Judge Rogers excused us while he read the motions from both sides. We used the time to read the DDA’s briefs and now had a peek at DePortillo’s strategy. By the end of the four hour wait, the lady lawyers had case law to dismantle almost all of Jorjito’s motions. The judge dismantled the rest for us, admitting both expert witnesses without further examination, and rejecting Jorjito’s tortured approach in trying to exclude Robert’s doctor’s recommendation. The sole motion Jorjito won the benefit of that day was the right to question cultivation expert witness Chris Conrad about his religious beliefs.

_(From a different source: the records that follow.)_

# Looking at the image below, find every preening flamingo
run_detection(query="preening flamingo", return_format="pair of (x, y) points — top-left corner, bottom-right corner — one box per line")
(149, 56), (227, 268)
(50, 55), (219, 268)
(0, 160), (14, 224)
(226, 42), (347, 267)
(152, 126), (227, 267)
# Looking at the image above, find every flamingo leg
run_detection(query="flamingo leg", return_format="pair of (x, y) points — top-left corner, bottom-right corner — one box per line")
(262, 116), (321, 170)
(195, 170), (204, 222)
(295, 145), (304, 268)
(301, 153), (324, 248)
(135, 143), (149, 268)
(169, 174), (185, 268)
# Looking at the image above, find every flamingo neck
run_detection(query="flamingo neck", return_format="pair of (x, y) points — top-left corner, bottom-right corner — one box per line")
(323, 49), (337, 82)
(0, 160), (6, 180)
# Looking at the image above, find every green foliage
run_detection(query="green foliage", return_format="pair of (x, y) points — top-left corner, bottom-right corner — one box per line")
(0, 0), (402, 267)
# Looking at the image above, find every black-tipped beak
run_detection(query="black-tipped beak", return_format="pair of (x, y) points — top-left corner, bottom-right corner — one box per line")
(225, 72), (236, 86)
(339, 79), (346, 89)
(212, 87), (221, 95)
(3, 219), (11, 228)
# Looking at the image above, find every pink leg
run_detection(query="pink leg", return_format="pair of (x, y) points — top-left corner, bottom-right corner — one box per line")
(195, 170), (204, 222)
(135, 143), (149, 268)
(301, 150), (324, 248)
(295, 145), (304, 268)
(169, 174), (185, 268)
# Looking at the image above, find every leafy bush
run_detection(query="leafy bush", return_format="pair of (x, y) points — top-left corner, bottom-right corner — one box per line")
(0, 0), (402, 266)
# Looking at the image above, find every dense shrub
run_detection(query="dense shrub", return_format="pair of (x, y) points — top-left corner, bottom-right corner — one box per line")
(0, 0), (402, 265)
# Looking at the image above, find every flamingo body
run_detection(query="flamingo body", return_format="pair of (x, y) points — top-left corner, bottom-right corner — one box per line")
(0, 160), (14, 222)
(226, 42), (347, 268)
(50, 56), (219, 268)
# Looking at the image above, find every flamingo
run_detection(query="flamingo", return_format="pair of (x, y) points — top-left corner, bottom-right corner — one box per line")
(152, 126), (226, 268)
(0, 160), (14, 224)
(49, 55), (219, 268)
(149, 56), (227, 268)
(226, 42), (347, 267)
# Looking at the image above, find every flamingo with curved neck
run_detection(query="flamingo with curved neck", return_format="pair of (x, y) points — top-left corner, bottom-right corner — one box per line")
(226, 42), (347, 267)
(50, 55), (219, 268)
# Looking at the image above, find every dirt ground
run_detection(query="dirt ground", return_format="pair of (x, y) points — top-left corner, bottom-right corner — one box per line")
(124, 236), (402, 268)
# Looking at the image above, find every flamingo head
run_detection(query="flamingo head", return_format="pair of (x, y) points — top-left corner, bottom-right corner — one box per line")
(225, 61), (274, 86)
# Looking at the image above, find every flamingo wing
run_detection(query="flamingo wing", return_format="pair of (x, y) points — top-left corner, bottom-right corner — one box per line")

The next day was more or less a skewering of Jorjito’s case by Judge Rogers. Del Portillo awkwardly explained his two severely stretched arguments were indeed the long shots District Attorney Bonnie Dumanis’s office used to justify re-filing the second case. The Deputy DA did everything but back out of the courtroom to distance himself from his own office’s failed strategy.
Judge Rogers, in his discussion leading up to the dismissal, took great pains to make clear he was dismissing the case because the cost/benefit of retrying it – at great expense – would never result in anything but a hung jury or an acquittal. It was similar to what his Honor said after O’Shea’s hung jury.
The ordeal of Robert Orlosky was over when Judge Charles Rogers granted Laura’s 1385 motion. This tool for medical cannabis defendants holds that under Penal Code section 1385, (People v. Konow, California 2004) a defendant may informally suggest that the magistrate or superior court dismiss the information or complaint “in the interests of justice” which Rogers did.
Robert Orlosky is unburdened now, but the young man endured a lot over the past three years this ordeal has lasted. He suffers from neuropathic pain due to a bullet lodged in his femur bone. That’s why he uses cannabis therapy. Robert is among the working poor. At the age of 23, he grew less than 20 plants with his roommate, also a patient. He was raided, forced to defend himself, found unfairly guilty and punished with formal probation which lasted 18 months until his appeal was successful, only to have charges re-filed on the most bogus of reasons. Then, he refused a misdemeanor plea bargain. He’s 26 and that was a very brave thing to do! Watching him holding firm to his defense and wielding it against the DA’s power machine was a pretty great thing to see! I hope he has a long and very happy, peaceful life. He’s done his time fighting the drug war.